Em Marte, “devido à pressão muito baixa e à composição da atmosfera, a quantidade de carga que é necessário acumular para gerar uma descarga é muito menor”, explicou Chide.

Este fenómeno foi teorizado desde o início da exploração marciana e reproduzido em laboratório.

Era “uma questão tão importante para a ciência marciana” que um instrumento dedicado à sua observação foi levado a bordo do módulo de aterragem europeu Schiaparelli, recordou o investigador. Infelizmente, a nave espacial caiu durante a aterragem em 2016.

Desde então, “tornou-se uma área um pouco esquecida na exploração marciana”, observou.

Até que, “por acaso”, o microfone integrado no instrumento SuperCam do rover Perseverance, que explora a superfície do Planeta Vermelho desde 2021, registou sinais característicos de descargas elétricas.
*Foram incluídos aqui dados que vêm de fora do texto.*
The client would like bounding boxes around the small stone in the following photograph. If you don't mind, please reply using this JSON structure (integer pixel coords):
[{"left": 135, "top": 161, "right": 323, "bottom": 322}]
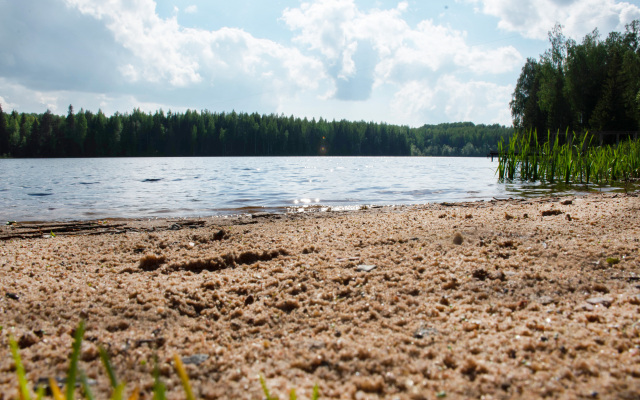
[
  {"left": 452, "top": 232, "right": 463, "bottom": 245},
  {"left": 542, "top": 209, "right": 563, "bottom": 216},
  {"left": 413, "top": 326, "right": 438, "bottom": 339},
  {"left": 539, "top": 296, "right": 555, "bottom": 305},
  {"left": 561, "top": 199, "right": 573, "bottom": 205},
  {"left": 504, "top": 212, "right": 514, "bottom": 220},
  {"left": 182, "top": 354, "right": 209, "bottom": 365},
  {"left": 586, "top": 297, "right": 613, "bottom": 308},
  {"left": 356, "top": 264, "right": 377, "bottom": 272},
  {"left": 6, "top": 292, "right": 19, "bottom": 301}
]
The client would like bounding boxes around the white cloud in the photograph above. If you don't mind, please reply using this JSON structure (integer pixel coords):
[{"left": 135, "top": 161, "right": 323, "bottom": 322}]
[
  {"left": 0, "top": 77, "right": 185, "bottom": 115},
  {"left": 391, "top": 76, "right": 513, "bottom": 126},
  {"left": 283, "top": 0, "right": 522, "bottom": 102},
  {"left": 184, "top": 5, "right": 197, "bottom": 14},
  {"left": 0, "top": 95, "right": 17, "bottom": 110},
  {"left": 469, "top": 0, "right": 640, "bottom": 40},
  {"left": 63, "top": 0, "right": 327, "bottom": 93}
]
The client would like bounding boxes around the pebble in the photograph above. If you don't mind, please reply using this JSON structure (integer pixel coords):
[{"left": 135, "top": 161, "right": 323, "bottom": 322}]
[
  {"left": 452, "top": 232, "right": 463, "bottom": 245},
  {"left": 182, "top": 354, "right": 209, "bottom": 365},
  {"left": 586, "top": 297, "right": 613, "bottom": 308},
  {"left": 413, "top": 326, "right": 438, "bottom": 339},
  {"left": 6, "top": 292, "right": 19, "bottom": 301},
  {"left": 542, "top": 209, "right": 563, "bottom": 216},
  {"left": 539, "top": 296, "right": 555, "bottom": 305},
  {"left": 356, "top": 264, "right": 377, "bottom": 272}
]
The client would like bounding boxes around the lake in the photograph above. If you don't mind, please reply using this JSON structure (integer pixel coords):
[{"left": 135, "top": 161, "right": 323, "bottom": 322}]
[{"left": 0, "top": 157, "right": 608, "bottom": 221}]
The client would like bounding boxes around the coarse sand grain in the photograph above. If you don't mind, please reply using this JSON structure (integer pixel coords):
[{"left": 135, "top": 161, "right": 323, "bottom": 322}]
[{"left": 1, "top": 192, "right": 640, "bottom": 399}]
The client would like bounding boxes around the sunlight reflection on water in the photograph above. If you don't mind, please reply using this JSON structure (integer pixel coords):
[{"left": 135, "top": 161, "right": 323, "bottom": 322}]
[{"left": 0, "top": 156, "right": 632, "bottom": 221}]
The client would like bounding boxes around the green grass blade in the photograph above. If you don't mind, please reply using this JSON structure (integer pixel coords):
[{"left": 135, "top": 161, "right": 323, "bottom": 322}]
[
  {"left": 289, "top": 388, "right": 297, "bottom": 400},
  {"left": 109, "top": 383, "right": 126, "bottom": 400},
  {"left": 260, "top": 375, "right": 278, "bottom": 400},
  {"left": 66, "top": 320, "right": 86, "bottom": 400},
  {"left": 9, "top": 335, "right": 32, "bottom": 400},
  {"left": 152, "top": 354, "right": 167, "bottom": 400},
  {"left": 99, "top": 346, "right": 119, "bottom": 389},
  {"left": 311, "top": 384, "right": 320, "bottom": 400},
  {"left": 35, "top": 385, "right": 45, "bottom": 400},
  {"left": 80, "top": 371, "right": 95, "bottom": 400}
]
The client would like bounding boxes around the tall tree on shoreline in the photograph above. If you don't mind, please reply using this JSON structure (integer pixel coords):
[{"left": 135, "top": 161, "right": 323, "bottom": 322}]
[
  {"left": 510, "top": 20, "right": 640, "bottom": 136},
  {"left": 0, "top": 104, "right": 8, "bottom": 156}
]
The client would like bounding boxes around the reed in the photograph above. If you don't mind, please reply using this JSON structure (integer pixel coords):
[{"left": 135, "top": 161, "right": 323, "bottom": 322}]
[{"left": 497, "top": 130, "right": 640, "bottom": 185}]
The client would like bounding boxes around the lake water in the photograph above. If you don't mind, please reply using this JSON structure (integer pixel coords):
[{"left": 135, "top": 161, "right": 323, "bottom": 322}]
[{"left": 0, "top": 157, "right": 609, "bottom": 222}]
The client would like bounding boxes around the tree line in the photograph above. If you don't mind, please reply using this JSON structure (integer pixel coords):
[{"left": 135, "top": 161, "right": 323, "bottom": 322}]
[
  {"left": 0, "top": 105, "right": 512, "bottom": 158},
  {"left": 510, "top": 20, "right": 640, "bottom": 138}
]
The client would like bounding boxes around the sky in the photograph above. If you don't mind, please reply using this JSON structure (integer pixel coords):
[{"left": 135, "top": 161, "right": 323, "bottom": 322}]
[{"left": 0, "top": 0, "right": 639, "bottom": 127}]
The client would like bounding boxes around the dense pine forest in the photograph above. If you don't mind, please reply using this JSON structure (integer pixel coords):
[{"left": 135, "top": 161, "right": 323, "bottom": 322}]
[
  {"left": 0, "top": 105, "right": 511, "bottom": 158},
  {"left": 511, "top": 21, "right": 640, "bottom": 136}
]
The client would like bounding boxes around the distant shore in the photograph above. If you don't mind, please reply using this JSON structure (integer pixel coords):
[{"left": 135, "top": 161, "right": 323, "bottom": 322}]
[{"left": 1, "top": 191, "right": 640, "bottom": 398}]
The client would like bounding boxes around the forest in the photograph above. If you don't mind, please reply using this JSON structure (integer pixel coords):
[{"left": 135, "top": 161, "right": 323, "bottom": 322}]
[
  {"left": 510, "top": 20, "right": 640, "bottom": 137},
  {"left": 0, "top": 105, "right": 511, "bottom": 158}
]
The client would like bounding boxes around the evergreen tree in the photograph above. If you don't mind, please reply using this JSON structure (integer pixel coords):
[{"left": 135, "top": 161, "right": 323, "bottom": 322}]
[{"left": 0, "top": 104, "right": 8, "bottom": 156}]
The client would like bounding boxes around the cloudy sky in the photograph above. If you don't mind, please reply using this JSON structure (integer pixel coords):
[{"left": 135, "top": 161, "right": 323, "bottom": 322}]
[{"left": 1, "top": 0, "right": 639, "bottom": 127}]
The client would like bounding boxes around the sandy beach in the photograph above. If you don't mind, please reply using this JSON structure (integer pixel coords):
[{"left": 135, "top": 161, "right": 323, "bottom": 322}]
[{"left": 1, "top": 191, "right": 640, "bottom": 399}]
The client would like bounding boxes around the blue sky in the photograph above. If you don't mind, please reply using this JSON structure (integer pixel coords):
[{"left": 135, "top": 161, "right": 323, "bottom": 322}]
[{"left": 1, "top": 0, "right": 639, "bottom": 127}]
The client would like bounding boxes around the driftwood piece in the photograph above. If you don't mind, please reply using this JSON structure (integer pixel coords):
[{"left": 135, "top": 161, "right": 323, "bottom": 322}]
[{"left": 0, "top": 219, "right": 209, "bottom": 240}]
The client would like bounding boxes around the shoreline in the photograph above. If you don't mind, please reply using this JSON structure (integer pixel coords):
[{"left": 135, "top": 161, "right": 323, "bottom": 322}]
[{"left": 1, "top": 191, "right": 640, "bottom": 399}]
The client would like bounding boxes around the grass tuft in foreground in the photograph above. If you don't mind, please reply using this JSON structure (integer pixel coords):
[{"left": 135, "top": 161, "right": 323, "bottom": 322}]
[{"left": 9, "top": 320, "right": 319, "bottom": 399}]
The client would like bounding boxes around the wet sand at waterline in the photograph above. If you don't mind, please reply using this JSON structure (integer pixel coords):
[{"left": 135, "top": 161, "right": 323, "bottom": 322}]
[{"left": 1, "top": 192, "right": 639, "bottom": 399}]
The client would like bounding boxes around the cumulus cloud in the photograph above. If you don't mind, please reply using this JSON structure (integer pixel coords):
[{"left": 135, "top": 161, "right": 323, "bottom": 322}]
[
  {"left": 184, "top": 5, "right": 197, "bottom": 14},
  {"left": 469, "top": 0, "right": 640, "bottom": 40},
  {"left": 391, "top": 76, "right": 513, "bottom": 126},
  {"left": 282, "top": 0, "right": 522, "bottom": 102},
  {"left": 64, "top": 0, "right": 326, "bottom": 92},
  {"left": 0, "top": 77, "right": 184, "bottom": 115}
]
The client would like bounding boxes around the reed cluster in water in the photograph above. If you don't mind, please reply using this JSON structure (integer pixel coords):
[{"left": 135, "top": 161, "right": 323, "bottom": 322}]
[{"left": 497, "top": 130, "right": 640, "bottom": 185}]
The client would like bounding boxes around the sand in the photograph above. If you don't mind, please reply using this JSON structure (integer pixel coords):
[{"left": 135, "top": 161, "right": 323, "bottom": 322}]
[{"left": 1, "top": 191, "right": 640, "bottom": 399}]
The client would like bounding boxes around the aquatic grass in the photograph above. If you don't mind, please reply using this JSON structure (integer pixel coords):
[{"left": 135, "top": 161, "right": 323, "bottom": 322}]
[
  {"left": 497, "top": 129, "right": 640, "bottom": 186},
  {"left": 10, "top": 319, "right": 320, "bottom": 399}
]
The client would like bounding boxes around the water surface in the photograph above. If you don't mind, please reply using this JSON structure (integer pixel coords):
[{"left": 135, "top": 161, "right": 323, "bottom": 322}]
[{"left": 0, "top": 157, "right": 616, "bottom": 221}]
A confirmação deste mecanismo, que facilita a dispersão de poeiras, é mais um passo para a compreensão do clima marciano, ainda em grande parte desconhecido. Tal como o ciclo da água na Terra, sabe-se que “a poeira impulsiona o clima marciano”, com, por exemplo, uma “época de tempestades de poeira que começa no final do ano”, destacou o investigador.

Ao acelerar certas reações químicas na atmosfera, estas descargas podem também levar à produção de substâncias altamente oxidantes que, ao condensarem-se, poderiam destruir moléculas orgânicas — os blocos de construção da vida — na superfície de Marte.
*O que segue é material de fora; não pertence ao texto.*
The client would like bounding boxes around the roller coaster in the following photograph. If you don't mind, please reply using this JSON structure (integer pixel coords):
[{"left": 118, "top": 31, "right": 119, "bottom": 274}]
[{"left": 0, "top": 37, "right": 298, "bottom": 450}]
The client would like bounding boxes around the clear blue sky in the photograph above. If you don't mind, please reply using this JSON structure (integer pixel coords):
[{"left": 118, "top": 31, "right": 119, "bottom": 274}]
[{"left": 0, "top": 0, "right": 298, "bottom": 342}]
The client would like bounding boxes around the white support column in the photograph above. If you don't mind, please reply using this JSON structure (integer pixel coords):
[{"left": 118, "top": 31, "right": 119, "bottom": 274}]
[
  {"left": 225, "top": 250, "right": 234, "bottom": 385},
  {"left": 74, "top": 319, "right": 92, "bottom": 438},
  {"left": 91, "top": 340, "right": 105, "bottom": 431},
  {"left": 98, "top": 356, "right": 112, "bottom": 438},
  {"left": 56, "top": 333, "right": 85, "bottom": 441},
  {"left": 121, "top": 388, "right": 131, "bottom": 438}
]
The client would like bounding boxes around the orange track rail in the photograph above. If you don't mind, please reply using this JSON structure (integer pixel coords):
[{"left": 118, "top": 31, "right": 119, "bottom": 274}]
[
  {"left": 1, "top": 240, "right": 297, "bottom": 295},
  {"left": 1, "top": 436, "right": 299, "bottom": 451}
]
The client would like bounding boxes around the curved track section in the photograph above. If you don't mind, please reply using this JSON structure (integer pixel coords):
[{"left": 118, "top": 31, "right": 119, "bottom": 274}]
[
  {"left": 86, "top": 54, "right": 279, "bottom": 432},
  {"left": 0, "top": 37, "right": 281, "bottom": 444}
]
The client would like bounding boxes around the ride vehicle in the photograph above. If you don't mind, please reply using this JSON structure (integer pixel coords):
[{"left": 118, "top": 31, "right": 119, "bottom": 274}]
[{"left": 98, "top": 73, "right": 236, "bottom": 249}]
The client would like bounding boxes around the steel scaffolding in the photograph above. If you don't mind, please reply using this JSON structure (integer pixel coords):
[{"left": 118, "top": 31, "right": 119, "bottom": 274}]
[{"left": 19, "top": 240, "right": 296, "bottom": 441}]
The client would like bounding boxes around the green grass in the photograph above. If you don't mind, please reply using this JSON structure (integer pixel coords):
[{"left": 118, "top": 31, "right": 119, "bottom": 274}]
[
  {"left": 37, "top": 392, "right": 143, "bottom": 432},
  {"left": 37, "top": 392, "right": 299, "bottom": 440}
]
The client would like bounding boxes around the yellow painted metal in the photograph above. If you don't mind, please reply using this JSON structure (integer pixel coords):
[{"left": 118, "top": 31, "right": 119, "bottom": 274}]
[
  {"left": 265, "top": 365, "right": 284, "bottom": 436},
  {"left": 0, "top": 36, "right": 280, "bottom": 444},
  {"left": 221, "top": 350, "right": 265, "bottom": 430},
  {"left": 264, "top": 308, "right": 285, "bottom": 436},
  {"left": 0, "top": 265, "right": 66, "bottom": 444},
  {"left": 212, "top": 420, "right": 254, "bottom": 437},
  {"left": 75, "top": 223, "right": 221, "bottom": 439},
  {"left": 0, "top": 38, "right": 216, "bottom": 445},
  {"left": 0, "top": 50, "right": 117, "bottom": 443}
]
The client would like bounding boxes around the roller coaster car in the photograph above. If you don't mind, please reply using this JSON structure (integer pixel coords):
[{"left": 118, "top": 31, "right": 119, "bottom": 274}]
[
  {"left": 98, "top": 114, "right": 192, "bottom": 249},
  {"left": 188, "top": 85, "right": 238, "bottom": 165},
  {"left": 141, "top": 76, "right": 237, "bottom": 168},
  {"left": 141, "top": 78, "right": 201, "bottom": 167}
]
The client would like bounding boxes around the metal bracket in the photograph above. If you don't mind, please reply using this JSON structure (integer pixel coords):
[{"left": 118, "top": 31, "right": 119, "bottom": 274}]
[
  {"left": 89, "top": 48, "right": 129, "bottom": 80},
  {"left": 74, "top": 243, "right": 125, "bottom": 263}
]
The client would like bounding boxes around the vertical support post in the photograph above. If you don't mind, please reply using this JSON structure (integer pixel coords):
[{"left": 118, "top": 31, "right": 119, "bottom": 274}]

Ou poderiam explicar o desaparecimento surpreendentemente rápido do metano, tema de debate científico há vários anos.

A deteção destas descargas tem também implicações para o planeamento de futuras missões a Marte. “Isto permitir-nos-á refinar os nossos métodos de designação de instrumentos, com números muito mais precisos, para melhor proteger” os futuros robôs enviados para Marte, explicou Chide.

E servirá de base para estudos conduzidos pelas agências espaciais para “garantir a segurança dos equipamentos” em antecipação da exploração humana.